Bleve Index Creation fails

Summary
Bleve index (re-) creation fails in MM 7.3.0 with PostgreSQL backend.

Steps to reproduce

  • List item Use a MM 7.3.0 (not sure if it is related to that version) with some amount of Posts.
  • Purge any existing Bleve index
  • Create a new index
  • After running for a while the indexing stops and shows an error (see below)

Expected behavior
The index creation should finish without error.

Observed behavior
We just migrated our MM installation from MySQL to PostgreSQL as database backend.
Everything worked fine.
However, we weren’t sure if our Bleve index was up-to-date and thus first purged it and then tried to recreate it in the System Console Bleve section.
Index creation always fails after a while as you can see in the screen shot:

The PostgreSQL log shows repeated entries like this:

2022-10-08 17:25:55.862 CEST [12552] mattermost@mattermost_z43 ERROR:  canceling statement due to user request
2022-10-08 17:25:55.862 CEST [12552] mattermost@mattermost_z43 STATEMENT:  SELECT
                                PostsQuery.*, Channels.TeamId
                        FROM (
                                SELECT
                                        *
                                FROM
                                        Posts
                                WHERE
                                        Posts.CreateAt > $1
                                OR
                                        (Posts.CreateAt = $2 AND Posts.Id > $3)
                                ORDER BY
                                        CreateAt ASC, Id ASC
                                LIMIT
                                        $4
                                )
                        AS
                                PostsQuery
                        LEFT JOIN
                                Channels
                        ON
                                PostsQuery.ChannelId = Channels.Id
                        ORDER BY CreateAt ASC, Id ASC
2022-10-08 17:25:55.862 CEST [12552] mattermost@mattermost_z43 LOG:  disconnection: session time: 0:00:34.738 user=mattermost database=mattermost_z43 host=::1 port=44801
202

This happened one two different MM instances, one migrated from MySQL to PostgreSQL in MM version 7.3.0 and another one migrated from MySQL to PostgreSQL in MM version 5.39.3 and upgraded to 7.3.0 afterwards. Identical failures on both systemd.

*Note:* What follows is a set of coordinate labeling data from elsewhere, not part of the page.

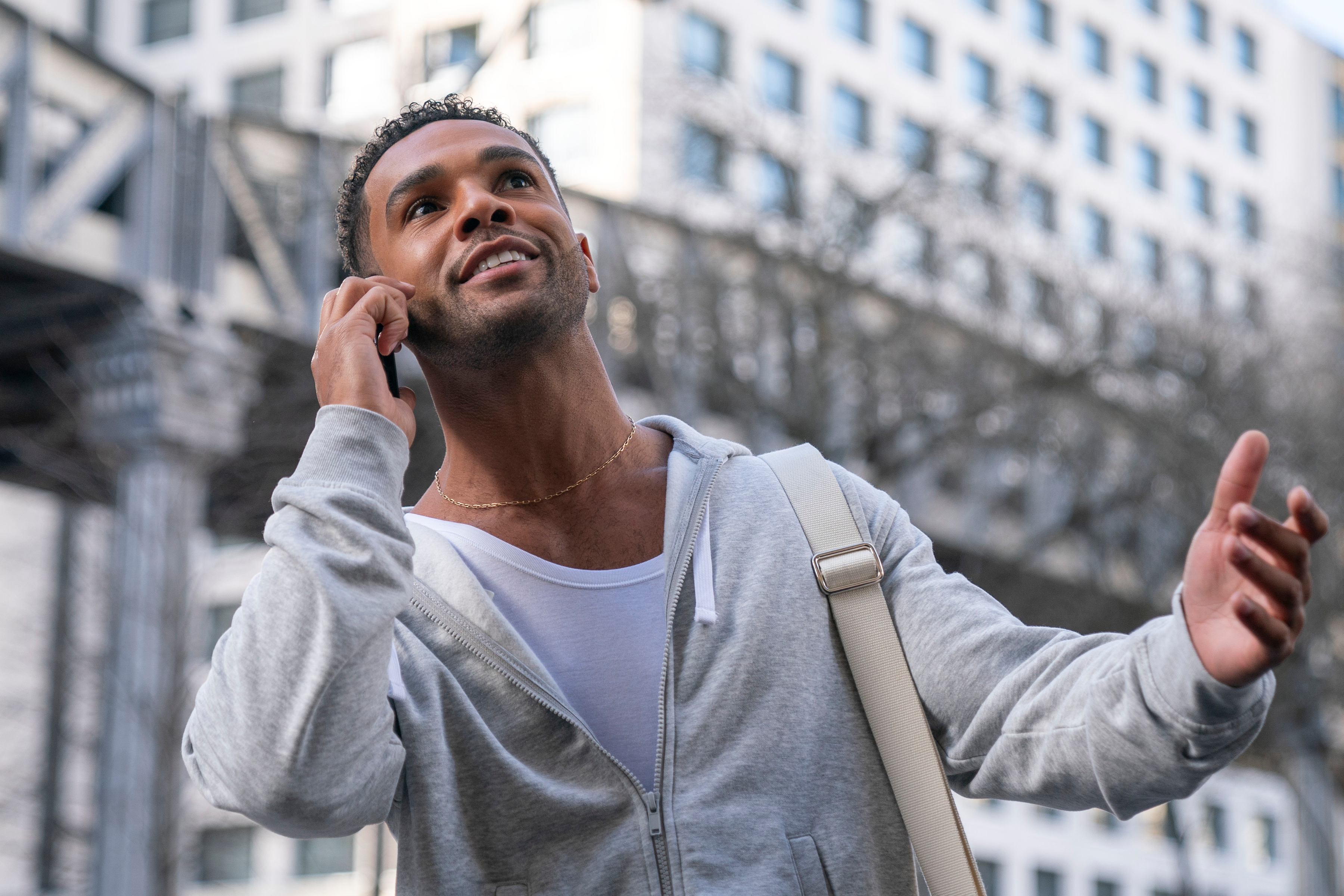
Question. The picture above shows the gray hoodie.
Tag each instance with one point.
(768, 778)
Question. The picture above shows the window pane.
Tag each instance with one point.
(1200, 108)
(334, 856)
(917, 147)
(779, 187)
(1097, 140)
(1096, 50)
(851, 117)
(260, 94)
(1149, 80)
(1039, 111)
(980, 80)
(853, 18)
(1247, 50)
(245, 10)
(1038, 205)
(1198, 22)
(1041, 21)
(703, 46)
(920, 47)
(703, 156)
(780, 83)
(226, 855)
(166, 19)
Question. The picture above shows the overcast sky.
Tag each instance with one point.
(1323, 19)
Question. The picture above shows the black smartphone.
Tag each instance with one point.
(390, 368)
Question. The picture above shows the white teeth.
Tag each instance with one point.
(502, 258)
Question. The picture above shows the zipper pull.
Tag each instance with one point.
(655, 815)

Hi zaucker and welcome to the Mattermost forums!

Your database is too slow and therefore the queries time out. There’s a setting in your config.json which you could try to increase, it’s SqlSettings.QueryTimeout.

https://docs.mattermost.com/configure/configuration-settings.html#query-timeout-seconds

But please watch your DB server’s disk and CPU usage while re-running the index creation, there might be some resource exhaustion responsible for what you’re seeing here.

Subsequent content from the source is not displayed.